Innovation has, in many ways, flourished over the past 19 months

By: EBR - Posted: Tuesday, September 21, 2021

Tracking innovation around the globe in the face of the Covid-19 crisis.
Tracking innovation around the globe in the face of the Covid-19 crisis.

by Bruno Lanvin*

Innovation has, in many ways, flourished over the past 19 months. In the face of Covid-19, efforts to transform national economies towards a more ecologically and socially responsible approach, while taking advantage of the most recent digital tools, have not slowed down. On the contrary, digital transformation has accelerated, as it became a vital necessity for firms around the globe, and the abrupt reduction in human activities showed both the opportunity and peril of a quick transition towards a carbon-free economy. Barcelona, Milan and Paris innovated their urban development, for example, barrelling through a previously unthinkable increase of cycle lanes as public transport usage plummeted in 2020.

It is reassuring to see that the recovery packages adopted by many economies around the world have included ample room for innovation, especially in the digital and sustainable areas, alongside long overdue investments in infrastructure.

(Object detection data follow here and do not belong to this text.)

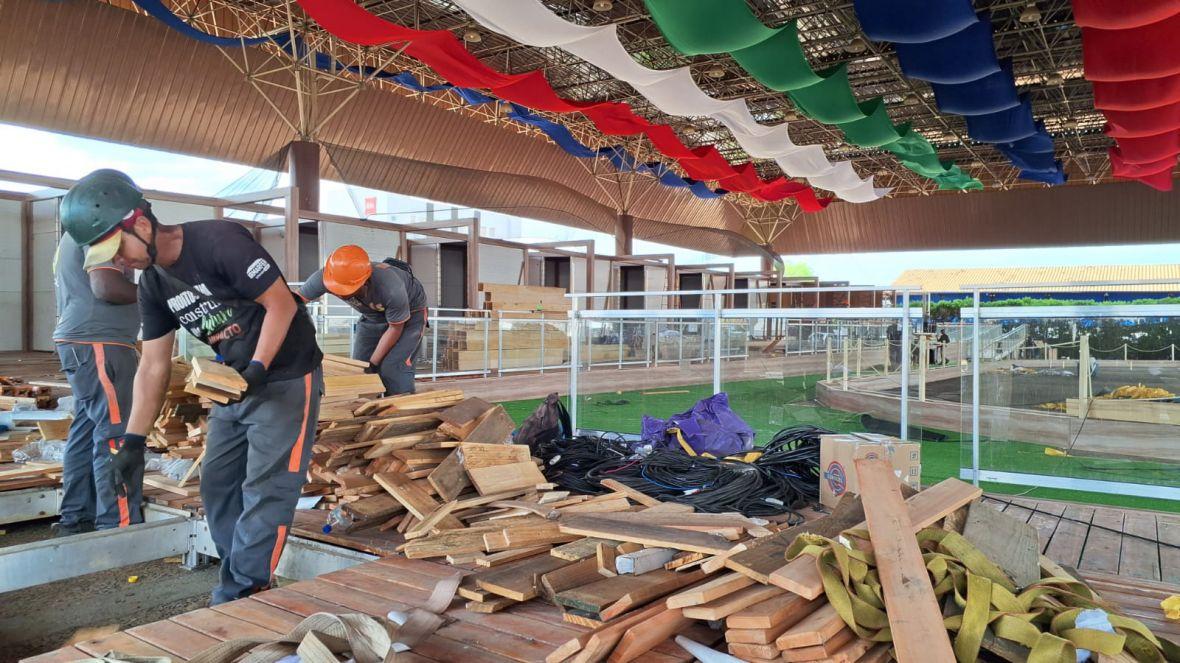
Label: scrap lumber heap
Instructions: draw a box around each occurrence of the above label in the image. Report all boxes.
[332,436,1174,663]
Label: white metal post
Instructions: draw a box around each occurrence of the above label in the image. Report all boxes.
[568,297,582,435]
[713,297,721,394]
[971,290,981,486]
[900,290,910,440]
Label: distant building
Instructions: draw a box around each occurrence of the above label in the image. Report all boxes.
[893,264,1180,302]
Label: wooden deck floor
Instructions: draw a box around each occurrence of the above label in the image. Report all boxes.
[18,558,707,663]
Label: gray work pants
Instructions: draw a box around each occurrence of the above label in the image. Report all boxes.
[57,342,144,530]
[353,309,426,395]
[201,366,323,605]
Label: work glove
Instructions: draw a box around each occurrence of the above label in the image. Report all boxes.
[111,433,148,497]
[241,359,267,395]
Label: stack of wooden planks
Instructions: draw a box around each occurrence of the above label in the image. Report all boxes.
[303,389,516,519]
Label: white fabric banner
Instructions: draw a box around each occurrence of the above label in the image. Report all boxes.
[452,0,890,203]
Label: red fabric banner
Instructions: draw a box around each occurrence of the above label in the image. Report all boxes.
[297,0,832,212]
[1073,0,1180,191]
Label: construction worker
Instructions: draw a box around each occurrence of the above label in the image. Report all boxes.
[53,171,144,536]
[63,171,323,605]
[300,244,426,395]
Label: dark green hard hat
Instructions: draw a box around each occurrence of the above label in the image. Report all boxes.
[61,169,144,247]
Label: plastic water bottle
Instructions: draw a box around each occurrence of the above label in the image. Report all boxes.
[322,506,355,534]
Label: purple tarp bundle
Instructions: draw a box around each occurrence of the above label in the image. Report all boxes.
[643,392,754,458]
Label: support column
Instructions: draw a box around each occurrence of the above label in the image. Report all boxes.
[615,212,635,256]
[287,140,320,212]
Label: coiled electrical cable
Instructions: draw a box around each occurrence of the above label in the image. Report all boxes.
[536,426,831,517]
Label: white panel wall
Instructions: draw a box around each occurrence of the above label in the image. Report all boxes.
[478,244,524,285]
[0,201,23,350]
[409,244,439,307]
[148,198,214,225]
[29,198,58,350]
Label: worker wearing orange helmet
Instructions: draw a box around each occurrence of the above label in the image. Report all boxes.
[300,244,426,395]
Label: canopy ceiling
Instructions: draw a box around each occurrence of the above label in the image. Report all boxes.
[0,0,1180,255]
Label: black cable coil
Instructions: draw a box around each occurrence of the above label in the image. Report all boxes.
[536,426,831,517]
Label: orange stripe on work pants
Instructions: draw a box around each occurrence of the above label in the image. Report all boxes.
[92,343,123,425]
[106,440,131,527]
[270,525,287,579]
[283,373,312,469]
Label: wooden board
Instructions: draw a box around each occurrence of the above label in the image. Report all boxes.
[561,516,730,554]
[467,460,545,494]
[963,501,1041,587]
[856,458,957,661]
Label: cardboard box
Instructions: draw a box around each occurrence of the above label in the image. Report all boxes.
[819,433,922,507]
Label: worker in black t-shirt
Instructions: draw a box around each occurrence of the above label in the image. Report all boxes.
[63,167,323,605]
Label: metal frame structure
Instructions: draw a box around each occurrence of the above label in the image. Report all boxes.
[959,291,1180,500]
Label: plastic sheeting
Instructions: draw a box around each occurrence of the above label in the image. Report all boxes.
[1074,0,1180,191]
[297,0,831,212]
[453,0,889,203]
[853,0,1066,184]
[641,0,983,189]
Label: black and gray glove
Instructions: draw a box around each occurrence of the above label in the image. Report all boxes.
[241,359,267,395]
[111,433,148,497]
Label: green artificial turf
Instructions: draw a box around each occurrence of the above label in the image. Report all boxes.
[502,375,1180,513]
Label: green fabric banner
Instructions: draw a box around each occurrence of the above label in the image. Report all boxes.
[644,0,983,189]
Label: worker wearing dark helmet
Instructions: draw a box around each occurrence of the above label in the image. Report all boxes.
[61,171,323,604]
[300,244,426,395]
[53,171,144,536]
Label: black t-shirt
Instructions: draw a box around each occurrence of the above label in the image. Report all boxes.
[139,221,323,381]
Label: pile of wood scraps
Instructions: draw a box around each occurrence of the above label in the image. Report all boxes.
[0,461,61,492]
[303,389,514,523]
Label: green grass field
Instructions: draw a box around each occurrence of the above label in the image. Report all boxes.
[503,375,1180,513]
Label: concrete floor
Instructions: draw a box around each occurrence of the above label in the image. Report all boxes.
[0,519,217,663]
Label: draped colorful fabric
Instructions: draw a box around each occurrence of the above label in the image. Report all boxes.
[1074,0,1180,191]
[297,0,831,212]
[136,0,726,199]
[644,0,983,189]
[853,0,1066,184]
[453,0,889,203]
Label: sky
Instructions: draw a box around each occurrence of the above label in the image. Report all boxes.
[0,124,1180,285]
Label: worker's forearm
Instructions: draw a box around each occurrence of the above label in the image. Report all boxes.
[254,298,297,368]
[126,361,172,435]
[369,324,405,363]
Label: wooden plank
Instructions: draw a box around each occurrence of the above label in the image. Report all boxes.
[1077,506,1123,573]
[684,585,785,622]
[726,591,819,629]
[426,449,471,501]
[856,458,957,661]
[962,503,1041,587]
[667,573,754,608]
[459,442,531,470]
[476,554,570,600]
[602,479,663,506]
[769,479,983,598]
[126,619,219,658]
[1119,511,1161,580]
[373,472,463,530]
[467,460,545,494]
[561,516,730,554]
[1155,516,1180,583]
[1044,505,1094,567]
[774,599,844,646]
[464,406,516,445]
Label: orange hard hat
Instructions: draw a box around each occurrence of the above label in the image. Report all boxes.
[323,244,373,297]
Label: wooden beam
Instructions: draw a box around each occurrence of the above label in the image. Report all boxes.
[856,458,955,661]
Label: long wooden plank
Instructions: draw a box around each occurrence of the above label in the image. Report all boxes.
[561,516,732,554]
[769,479,983,598]
[856,458,955,661]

In “Tracking Innovation Through the Covid-19 Crisis”, this year’s Global Innovation Index (GII) finds that investment in innovation has shown great resilience during the pandemic, often reaching new peaks, but it varies across sectors and regions. It is still too early to say which of the economic, social and political behavioural changes will remain over the long haul. Yet, over the last two years, innovation has been perceived as a key ingredient of our collective ability to face unprecedented challenges and to build more resilient organisations and societies.

A collaboration between the World Intellectual Property Organization (WIPO), the Portulans Institute and corporate partners, the GII measures a country’s innovation performance based on its innovation inputs (such as national research and development spending, higher education, the regulatory environment and infrastructure) and innovation outputs (like intellectual property).

The GII now includes an ‘innovation tracker’ which is a dashboard of some of the key dimensions of innovation, from investment volumes to technical progress to socio-economic impact. This new component should improve the readability and applicability of the report, both at the local and international levels.

The counter-cyclical role of innovation

The data and analyses mobilised for this edition of the GII indicate that the impact of Covid on innovation has been complex, and sometimes surprising. On one hand, the financial resources available for R&D have not diminished. This confirms a key message from previous editions of GII, namely that innovation has a counter-cyclical role to play in modern economies: Faced with a dramatic downturn in economic activity, governments have been quick to break previously sacrosanct rules of balancing their budgets and to inject massive financial support for failing industries and priority sectors. Innovation found strong public support, especially in areas like health and medicine.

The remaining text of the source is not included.